Mais ce n’est pas tout, Greer a aussi souligné que l’administration américaine poursuivra les enquêtes commerciales relatives à la sécurité nationale visant à protéger les secteurs stratégiques par des droits de douane en vertu de l’article 232 de la loi sur le commerce de 1962.
Décidément
Suite de mes propos d’hier, avec une nouvelle déclaration d’un membre de la FED qui montre que la baisse des taux semble de moins en moins évidente.
Ainsi, le président de la FED de Kansas City, Jeffrey Schmid, a déclaré « je pense que nous avons du travail à faire du côté de l’inflation », tout en soulignant « je pense que nous sommes dans une situation assez favorable pour l’emploi ».
Sans plus s’avancer, il semble sous-entendre que les baisses de taux ont peut-être été prématurées.

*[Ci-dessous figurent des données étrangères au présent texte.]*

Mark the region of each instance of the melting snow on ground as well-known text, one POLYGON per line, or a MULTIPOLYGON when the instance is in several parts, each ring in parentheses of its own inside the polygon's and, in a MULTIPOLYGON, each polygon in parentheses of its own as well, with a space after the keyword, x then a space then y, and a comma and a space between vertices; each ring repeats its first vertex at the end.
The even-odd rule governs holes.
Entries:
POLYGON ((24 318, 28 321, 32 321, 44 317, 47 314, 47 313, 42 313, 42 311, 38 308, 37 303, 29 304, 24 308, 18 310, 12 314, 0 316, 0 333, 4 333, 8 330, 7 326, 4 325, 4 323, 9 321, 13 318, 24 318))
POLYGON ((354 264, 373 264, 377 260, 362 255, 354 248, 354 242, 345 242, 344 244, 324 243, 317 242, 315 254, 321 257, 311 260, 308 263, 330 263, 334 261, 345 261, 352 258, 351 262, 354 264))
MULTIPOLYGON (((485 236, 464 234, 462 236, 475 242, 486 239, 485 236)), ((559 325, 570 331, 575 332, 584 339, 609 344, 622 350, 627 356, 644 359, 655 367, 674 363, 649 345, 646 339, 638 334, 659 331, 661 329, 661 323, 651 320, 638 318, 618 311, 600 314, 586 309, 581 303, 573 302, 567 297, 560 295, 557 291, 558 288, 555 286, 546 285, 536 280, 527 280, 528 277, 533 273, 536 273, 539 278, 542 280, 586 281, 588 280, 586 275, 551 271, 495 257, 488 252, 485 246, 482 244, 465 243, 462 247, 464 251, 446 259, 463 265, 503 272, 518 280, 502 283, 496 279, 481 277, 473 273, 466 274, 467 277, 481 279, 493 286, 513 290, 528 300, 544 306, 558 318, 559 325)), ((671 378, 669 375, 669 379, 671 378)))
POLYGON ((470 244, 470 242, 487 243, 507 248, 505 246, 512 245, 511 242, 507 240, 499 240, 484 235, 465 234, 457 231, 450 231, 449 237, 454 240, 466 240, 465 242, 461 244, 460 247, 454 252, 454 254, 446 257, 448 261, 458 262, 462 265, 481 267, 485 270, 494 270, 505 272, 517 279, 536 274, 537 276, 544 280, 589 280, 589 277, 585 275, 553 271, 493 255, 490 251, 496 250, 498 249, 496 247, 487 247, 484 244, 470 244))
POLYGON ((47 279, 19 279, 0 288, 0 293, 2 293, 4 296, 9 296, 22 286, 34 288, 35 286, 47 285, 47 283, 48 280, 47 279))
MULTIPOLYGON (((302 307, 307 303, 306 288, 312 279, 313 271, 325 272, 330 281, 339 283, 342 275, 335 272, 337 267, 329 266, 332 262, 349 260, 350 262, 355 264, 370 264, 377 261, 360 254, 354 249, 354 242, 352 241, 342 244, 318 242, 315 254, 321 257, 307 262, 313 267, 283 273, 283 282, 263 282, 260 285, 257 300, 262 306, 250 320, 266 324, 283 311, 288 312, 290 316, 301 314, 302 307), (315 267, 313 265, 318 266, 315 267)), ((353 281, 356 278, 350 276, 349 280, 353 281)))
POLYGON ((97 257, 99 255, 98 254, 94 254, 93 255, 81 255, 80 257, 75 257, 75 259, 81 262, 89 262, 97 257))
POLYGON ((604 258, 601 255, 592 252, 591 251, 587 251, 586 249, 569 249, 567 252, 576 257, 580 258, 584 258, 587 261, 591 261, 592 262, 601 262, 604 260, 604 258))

Dernière réflexion, il a également abordé la question du bilan de la FED, estimant que les taux hypothécaires sont « probablement inférieurs de 75 à 100 points de base aujourd’hui à ce qu’ils seraient autrement en raison de l’importance actuelle des avoirs de la FED en obligations hypothécaires ».
En prévision d’une attaque ?
L’OPEP+ pourrait envisager d’augmenter sa production de pétrole de 137.000 barils par jour pour le mois d’avril.
Cela permettrait à l’Arabie saoudite de renforcer encore un peu plus son leadership alors que la Russie et l’Iran font face à de nouvelles sanctions
Cette hausse de la production interviendrait après une pause depuis le début de l’année, pause justifiée par une surabondance de l’offre. Mais les tensions entre l’Iran et les Etats-Unis ont provoqué une hausse des prix malgré cette surabondance.